On Friday, lawyers for SAC Capital entered a not guilty plea to the charges. Some in the hedge fund industry said a fierce determination to carry on business as usual was behind Cohen’s decision to go ahead with the bash at his 9,000-square-foot home on a street famed for its waterfront mansions.
Cohen, whose estimated fortune is $9 billion, set up shop in 1992 with just $25 million and earned a reputation as of the greatest stock traders of his generation. He built a firm that has posted a 25 percent average annual return, one of the best performance track records in the $2.4 trillion hedge fund industry, despite charging investors some of the highest fees.
SAC Capital, after the indictment was announced, sent an email to employees and investors saying the firm would operate as normal. It stressed that prosecutors did not intend to take any action that would imperil the firm’s ability to return some $4 billion in outside investor money by year’s end.
It’s a rare move for federal prosecutors to indict a corporation, and it remains to be seen just how long Wall Street banks that lend money to SAC Capital and trade with it, will continue to do.
It also remained to be seen whether Cohen, who faces no criminal charges himself, can keep his hedge fund empire together as a fully functioning firm employing nearly 1,000 people, with offices in eight cities around the globe.
And it was unclear whether Cohen’s more than 500 investment professionals, traders and analysts, will remain with the firm as the criminal proceeding unfolds.
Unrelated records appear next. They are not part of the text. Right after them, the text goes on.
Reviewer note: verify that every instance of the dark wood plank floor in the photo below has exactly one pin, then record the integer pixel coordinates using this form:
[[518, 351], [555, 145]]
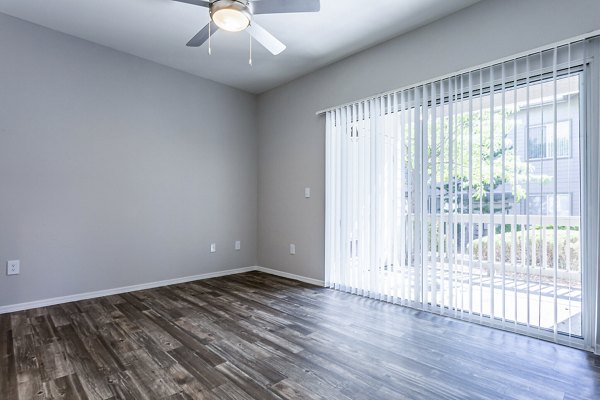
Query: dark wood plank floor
[[256, 336]]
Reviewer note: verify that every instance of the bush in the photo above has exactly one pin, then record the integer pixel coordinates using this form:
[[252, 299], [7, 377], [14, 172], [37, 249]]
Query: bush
[[568, 245]]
Investors have withdrawn most of the $6 billion in outside money the fund managed at the beginning of the year.
“I would be running for the hills and looking for a job now if I were an SAC employee” said Mark Jordan, a veteran wealth management recruiter. “Who in their right mind would put money in SAC again?”
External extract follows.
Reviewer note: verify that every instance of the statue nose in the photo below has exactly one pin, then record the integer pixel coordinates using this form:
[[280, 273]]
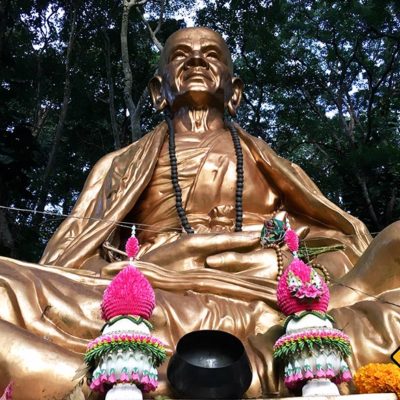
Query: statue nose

A review of LinkedIn profiles for more than a dozen SAC Capital employees revealed that some have been connecting through the online networking site with Wall Street job recruiters.
Up until recently, headhunters had said they were not seeing a flood of resumes from SAC employees, even after U.S. securities regulators filed a civil administrative complaint against Cohen on July 19 for failing to supervise two employees charged by prosecutors with insider trading.